The story of Nathanael suggests another reflection to us: in our relationship with Jesus we must not settle with words alone. Philip, in his reply, offers Nathanael a significant invitation: "Come and see!" (Jn 1, 46). Our knowledge of Jesus needs above all a living experience: someone else's testimony is certainly important, for normally the whole of our Christian life begins with the announcement which comes down to us by the works of one or more witnesses.
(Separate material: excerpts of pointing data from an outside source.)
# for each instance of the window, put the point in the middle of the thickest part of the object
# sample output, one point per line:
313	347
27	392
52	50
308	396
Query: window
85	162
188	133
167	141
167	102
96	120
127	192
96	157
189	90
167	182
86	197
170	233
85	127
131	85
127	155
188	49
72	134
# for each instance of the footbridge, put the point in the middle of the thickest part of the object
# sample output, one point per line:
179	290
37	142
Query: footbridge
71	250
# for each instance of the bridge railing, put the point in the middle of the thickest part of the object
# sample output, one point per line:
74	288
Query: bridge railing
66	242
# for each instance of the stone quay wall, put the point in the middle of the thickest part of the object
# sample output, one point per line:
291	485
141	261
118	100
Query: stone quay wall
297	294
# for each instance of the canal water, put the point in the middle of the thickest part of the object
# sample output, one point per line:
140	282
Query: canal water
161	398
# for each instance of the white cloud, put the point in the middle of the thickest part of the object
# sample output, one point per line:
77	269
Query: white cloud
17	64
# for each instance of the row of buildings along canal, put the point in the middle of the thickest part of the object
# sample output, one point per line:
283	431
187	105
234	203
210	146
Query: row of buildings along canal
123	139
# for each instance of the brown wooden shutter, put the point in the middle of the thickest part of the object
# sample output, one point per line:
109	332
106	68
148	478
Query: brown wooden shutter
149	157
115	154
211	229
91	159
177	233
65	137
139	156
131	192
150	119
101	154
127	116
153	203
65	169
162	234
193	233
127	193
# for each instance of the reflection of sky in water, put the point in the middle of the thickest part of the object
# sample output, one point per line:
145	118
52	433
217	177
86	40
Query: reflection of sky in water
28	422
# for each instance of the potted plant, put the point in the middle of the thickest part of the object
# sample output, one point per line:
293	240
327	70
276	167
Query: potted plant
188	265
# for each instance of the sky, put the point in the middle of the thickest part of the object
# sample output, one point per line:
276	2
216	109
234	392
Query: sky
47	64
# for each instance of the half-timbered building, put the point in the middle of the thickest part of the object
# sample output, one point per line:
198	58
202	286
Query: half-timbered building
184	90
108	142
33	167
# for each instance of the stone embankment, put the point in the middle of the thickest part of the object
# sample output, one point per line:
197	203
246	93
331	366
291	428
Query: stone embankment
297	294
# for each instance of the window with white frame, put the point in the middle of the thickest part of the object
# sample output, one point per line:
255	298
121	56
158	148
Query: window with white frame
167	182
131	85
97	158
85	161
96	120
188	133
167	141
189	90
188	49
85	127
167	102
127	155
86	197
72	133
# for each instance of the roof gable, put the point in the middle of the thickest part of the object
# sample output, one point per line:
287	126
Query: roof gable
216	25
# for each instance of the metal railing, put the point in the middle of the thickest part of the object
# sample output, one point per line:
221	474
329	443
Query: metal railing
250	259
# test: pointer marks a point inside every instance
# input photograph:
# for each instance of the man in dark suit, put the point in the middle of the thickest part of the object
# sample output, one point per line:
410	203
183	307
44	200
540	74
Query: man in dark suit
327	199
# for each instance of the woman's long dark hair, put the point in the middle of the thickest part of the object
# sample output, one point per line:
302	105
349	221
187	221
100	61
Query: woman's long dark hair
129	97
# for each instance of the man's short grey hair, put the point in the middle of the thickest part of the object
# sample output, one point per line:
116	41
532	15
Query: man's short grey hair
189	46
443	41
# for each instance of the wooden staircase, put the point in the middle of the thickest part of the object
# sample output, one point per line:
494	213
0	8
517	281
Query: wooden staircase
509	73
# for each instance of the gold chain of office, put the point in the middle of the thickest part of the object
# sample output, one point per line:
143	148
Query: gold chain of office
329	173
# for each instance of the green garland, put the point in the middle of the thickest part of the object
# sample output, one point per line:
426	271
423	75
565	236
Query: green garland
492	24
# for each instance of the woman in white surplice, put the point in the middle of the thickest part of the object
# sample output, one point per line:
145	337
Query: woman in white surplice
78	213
But then we ourselves must be personally involved in a close and deep relationship with Jesus; in an analogous way the Samaritans, when they had heard the testimony of their fellow citizen whom Jesus had met at Jacob's well, wanted to talk directly with Him and, after this colloquy, they told the woman: "It is no longer through your words that we believe, but because we ourselves have heard and we know that this is truly the Saviour of the world" (Jn 4, 42).

Returning to the scene of the vocation, the Evangelist tells us that, when Jesus sees Nathanael approaching him, he exclaims: "Behold, an Israelite indeed, in whom there is no guile!" (Jn 1, 47). This is a eulogy that recalls the text of a Psalm: "Blessed is the man... in whose spirit there is no deceit" (Ps 32, 2), but provokes the curiosity of Nathanael who replies in amazement: "How do you know me?" (Jn 1, 48). Jesus' response is not immediately comprehensible. He says: "Before Philip called you, I saw you when you were under the fig tree" (Jn 1, 48). We do not know what had happened under this fig tree. It is evident that this was a decisive moment in Nathanael's life. He feels touched in his heart by Jesus' words, he feels understood and he understands: this man knows everything about me, He knows and understands the road of life, this man I can really trust. And so he answers with a clear and beautiful confession of faith, saying: "Rabbi, you are the Son of God, you are the King of Israel" (Jn 1, 49). In this is delivered a first, important step on the journey of attachment to Jesus. Nathanael's words shed light on a twofold, complementary aspect of Jesus' identity: He is recognized both in his special relationship with God the Father, of whom he is the Only-begotten Son, and in his relationship with the people of Israel, of whom he is the declared King, precisely the description of the awaited Messiah. We must never lose sight of either one or other of these two components, because if we only proclaim Jesus' heavenly dimension we risk making him an ethereal and evanescent being, and if, on the contrary, we recognize only his concrete location in history, we end up by neglecting the divine dimension that properly qualifies him.

We do not have precise information about the subsequent apostolic activity of Bartholomew-Nathanael. According to information reported by the historian Eusebius in the 4th century, a certain Pantaenus found signs of Bartholomew's presence even in India (cf Hist Eccl V, 10, 3). In later tradition, starting from the Middle Ages, the account of his death by flaying prevailed, which then became very popular. Think of the famous scene of the Last Judgment in the Sistine Chapel, in which Michelangelo painted St Bartholomew holding his own skin in his left hand, on which the artist left his self-portrait. His relics are venerated here in Rome in the Church dedicated to him on the Tiber Island, where it is said they were brought by the German Emperor Otto III in the year 983. To conclude, we can say that, despite the scarcity of information about him, the figure of St Bartholomew remains before us to tell us that attachment to Jesus can be lived and witnessed to without the accomplishment of sensational works. It is Jesus himself, to whom each one of us is called to consecrate our own life and death, who is and remains extraordinary."